Comparison of fixed vs float DSP performance from ST app note AN4841


#1

Stumbled on an ST app note AN4841 today and noticed an interesting section:

Apologies for the weird small image, struggling with this forum app, original pdf here. Obviously it's tough to draw conclusions from random benchmarks. What struck me was that F32 performance seems to be roughly on par with Q31 performance if not slightly faster. This also gives a rough sense of how much additional headroom can be expected moving to an F7 over an F4. As mentioned elsewhere, I think the H7 is where we want to be looking going forward which bumps the clock rate up to 480Mhz but maintains pin compatibility with the F7. Not available until Q3 2019 according to ST.

As an aside: in one of my own projects I haven't been able to convince myself that the extra special ARM DSP F32 routines are actually faster in practice than the vanilla ARM GCC math library; I've looked at mainly sin and sqrt. Would be interested to hear others' experiences there.


#2

One strength of the FPU is the number of available float registers (32) compared to the number of available integer register (considering that many integer registers are already used for "logistics": indexes, pointers...).


#3

I can't comment much on CPU efficiency of float vs integer but yeah this graph makes it look like a basic F7 would only be about a 50% improvement. The H7 x3 seems to be available already, which is a single core 400MHz, and two dual core models are announced for this month?
https://www.st.com/en/microcontrollers-microprocessors/stm32h7-series.html

also this says they are fully backwards compatible to the ARM M4 instruction set.
and while the bare MCU is available for about 15$ the official ST evaluation boards start at over 400$ ?
edit: i learned about ST's EVAL/DISCO difference, DISCO boards are 50$ ish
https://www.mouser.de/ProductDetail/STMicroelectronics/STM32H745I-DISCO

but yeah i agree this is the level we should aim for


#4

There's a version of the Nucleo board with an H7 for $23: https://www.mouser.com/ProductDetail/STMicroelectronics/NUCLEO-H743ZI?qs=5aG0NVq1C4zVqdFc0FeE%252Bw%3D%3D

I'm a fan of the Nucleo dev boards. This is probably where I would start.
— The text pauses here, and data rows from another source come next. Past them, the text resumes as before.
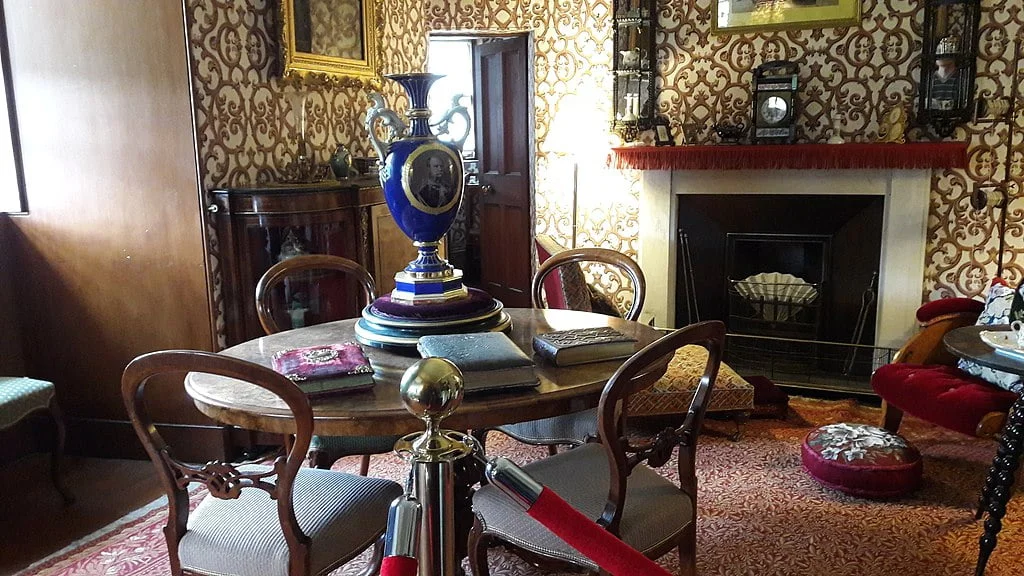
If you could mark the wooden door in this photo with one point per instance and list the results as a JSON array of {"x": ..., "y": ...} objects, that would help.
[{"x": 502, "y": 86}]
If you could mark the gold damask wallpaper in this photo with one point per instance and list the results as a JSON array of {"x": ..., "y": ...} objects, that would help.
[{"x": 246, "y": 125}]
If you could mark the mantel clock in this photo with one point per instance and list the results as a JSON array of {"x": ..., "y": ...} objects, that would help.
[{"x": 774, "y": 98}]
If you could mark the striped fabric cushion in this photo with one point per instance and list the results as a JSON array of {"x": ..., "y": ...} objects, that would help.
[
  {"x": 341, "y": 513},
  {"x": 567, "y": 428},
  {"x": 673, "y": 394},
  {"x": 337, "y": 446},
  {"x": 655, "y": 509},
  {"x": 19, "y": 397}
]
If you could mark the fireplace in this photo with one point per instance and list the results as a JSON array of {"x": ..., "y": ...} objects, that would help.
[
  {"x": 862, "y": 222},
  {"x": 793, "y": 277}
]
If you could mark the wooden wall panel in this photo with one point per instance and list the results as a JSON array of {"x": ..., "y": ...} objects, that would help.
[
  {"x": 11, "y": 363},
  {"x": 111, "y": 258}
]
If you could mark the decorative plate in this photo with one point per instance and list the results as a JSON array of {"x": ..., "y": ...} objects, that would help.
[{"x": 1003, "y": 340}]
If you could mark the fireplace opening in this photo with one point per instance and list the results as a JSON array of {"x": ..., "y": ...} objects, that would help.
[
  {"x": 776, "y": 283},
  {"x": 793, "y": 277}
]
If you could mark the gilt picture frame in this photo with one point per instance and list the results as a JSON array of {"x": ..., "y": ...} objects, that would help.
[
  {"x": 302, "y": 48},
  {"x": 762, "y": 15}
]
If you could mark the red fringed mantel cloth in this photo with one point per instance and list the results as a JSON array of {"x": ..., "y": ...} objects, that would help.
[{"x": 793, "y": 157}]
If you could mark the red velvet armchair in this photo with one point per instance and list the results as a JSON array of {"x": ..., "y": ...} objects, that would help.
[{"x": 923, "y": 379}]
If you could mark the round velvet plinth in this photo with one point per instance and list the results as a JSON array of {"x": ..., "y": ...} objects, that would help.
[
  {"x": 861, "y": 460},
  {"x": 397, "y": 326}
]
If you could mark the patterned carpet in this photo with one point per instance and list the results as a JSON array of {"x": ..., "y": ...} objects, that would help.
[{"x": 759, "y": 512}]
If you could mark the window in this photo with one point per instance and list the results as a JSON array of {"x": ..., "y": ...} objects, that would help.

No stock at the moment though unfortunately; looks like they're still ramping up production.


#5

The CPU clock cycle counts for 32 bit integer operations and 32 bit float operations are about the same on a cortex M4. When you throw in a few scaling shifts for fixed point math, the float will often beat it. A few other points:

1) Divides are expensive (both float and integer), better to multiply by a constant.
2) Watch out for unintended doubles. E.g. Write "2.0f", not "2.0"

If in doubt - use objdump to look at the generated assembly code.


#6

I've gotten in the habit of writing "1.0f" as well but I've been using -fsingle-precision-constant in my projects too which is a handy compiler flag to avoid unintended doubles. There's also -Wdouble-promotion.

It looks like some of the higher end F7/H7 models actually have hardware double support which would be interesting to explore.


#7

Note that float divide and square root can run in parallel with integer operations.